Remove the recognizer from the view permanently.

remove_all_gestures(view)

Remove all gesture recognizers from a view.

disable_swipe_to_close(view)

Utility class method that will disable the two-finger-swipe-down gesture used in Pythonista to end the program when in full screen view (hide_title_bar set to True).

Returns a tuple of the actual ObjC view and dismiss target.

replace_close_gesture(view, recognizer_class)

Fine-tuning gesture recognition

By default only one gesture recognizer will be successful. You can prioritize one over the other by using the before method of the returned object. For example, the following ensures that the swipe always has a chance to happen first:

panner = pan(view, pan_handler)
swiper = swipe(view, swipe_handler, direction=RIGHT)
swiper.before(panner)

(For your convenience, there is also a similar after method.)

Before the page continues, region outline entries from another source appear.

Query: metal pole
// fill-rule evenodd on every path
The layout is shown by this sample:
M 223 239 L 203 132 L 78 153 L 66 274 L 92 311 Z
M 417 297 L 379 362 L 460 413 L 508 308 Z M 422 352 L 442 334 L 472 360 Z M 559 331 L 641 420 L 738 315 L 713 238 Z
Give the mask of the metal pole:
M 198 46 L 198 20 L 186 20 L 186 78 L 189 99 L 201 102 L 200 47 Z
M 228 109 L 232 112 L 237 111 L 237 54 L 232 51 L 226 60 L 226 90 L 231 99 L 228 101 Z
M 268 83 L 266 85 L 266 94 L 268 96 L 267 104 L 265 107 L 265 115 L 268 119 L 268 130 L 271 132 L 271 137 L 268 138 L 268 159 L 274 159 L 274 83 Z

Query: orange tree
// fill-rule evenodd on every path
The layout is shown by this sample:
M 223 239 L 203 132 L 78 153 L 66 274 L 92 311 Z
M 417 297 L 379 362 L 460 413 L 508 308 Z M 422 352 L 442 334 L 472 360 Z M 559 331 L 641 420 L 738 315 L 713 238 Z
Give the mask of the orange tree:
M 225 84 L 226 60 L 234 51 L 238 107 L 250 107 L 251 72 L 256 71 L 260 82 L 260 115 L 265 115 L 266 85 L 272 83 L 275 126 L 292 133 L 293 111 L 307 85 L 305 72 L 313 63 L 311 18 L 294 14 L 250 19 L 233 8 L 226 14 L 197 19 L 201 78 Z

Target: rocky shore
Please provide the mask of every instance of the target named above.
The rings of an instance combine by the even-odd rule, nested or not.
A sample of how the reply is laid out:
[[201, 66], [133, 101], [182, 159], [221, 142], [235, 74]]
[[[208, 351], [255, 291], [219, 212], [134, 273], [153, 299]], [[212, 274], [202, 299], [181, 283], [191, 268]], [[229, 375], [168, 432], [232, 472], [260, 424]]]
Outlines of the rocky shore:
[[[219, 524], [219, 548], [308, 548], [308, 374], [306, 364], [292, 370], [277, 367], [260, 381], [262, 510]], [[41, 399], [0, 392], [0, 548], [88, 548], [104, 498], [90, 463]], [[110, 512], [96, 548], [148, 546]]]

You can also allow gestures to be recognized simultaneously using the together_with method. For example, the following enables simultaneous panning and zooming (pinching):

panner = pan(view, pan_handler)
pincher = pinch(view, pinch_handler)
panner.together_with(pincher)

Pythonista app-closing gesture

When you use the hide_title_bar=True attribute with present, you close the app with the 2-finger-swipe-down gesture. This gesture can be disabled with:

gestures.disable_swipe_to_close(view)

where the view must be the one you present.

You can also replace the close gesture with another, by providing the "magic" close string as the gesture handler. For example, if you feel that tapping with two thumbs is more convenient in two-handed phone use:

gestures.tap(view, 'close', number_of_touches_required=2)

Other details

  • Adding a gesture to a view automatically sets touch_enabled=True for that view, to avoid counter-intuitive situations where adding a gesture recognizer to e.g. ui.Label produces no results.
  • It can be hard to add gestures to ui.ScrollView, ui.TextView and the like, because they have complex multi-view structures and gestures already in place.

Versions:

  • 1.0 - First version released to PyPi. Breaks backwards compatibility in syntax, multi-recognizer coordination and removed force press support.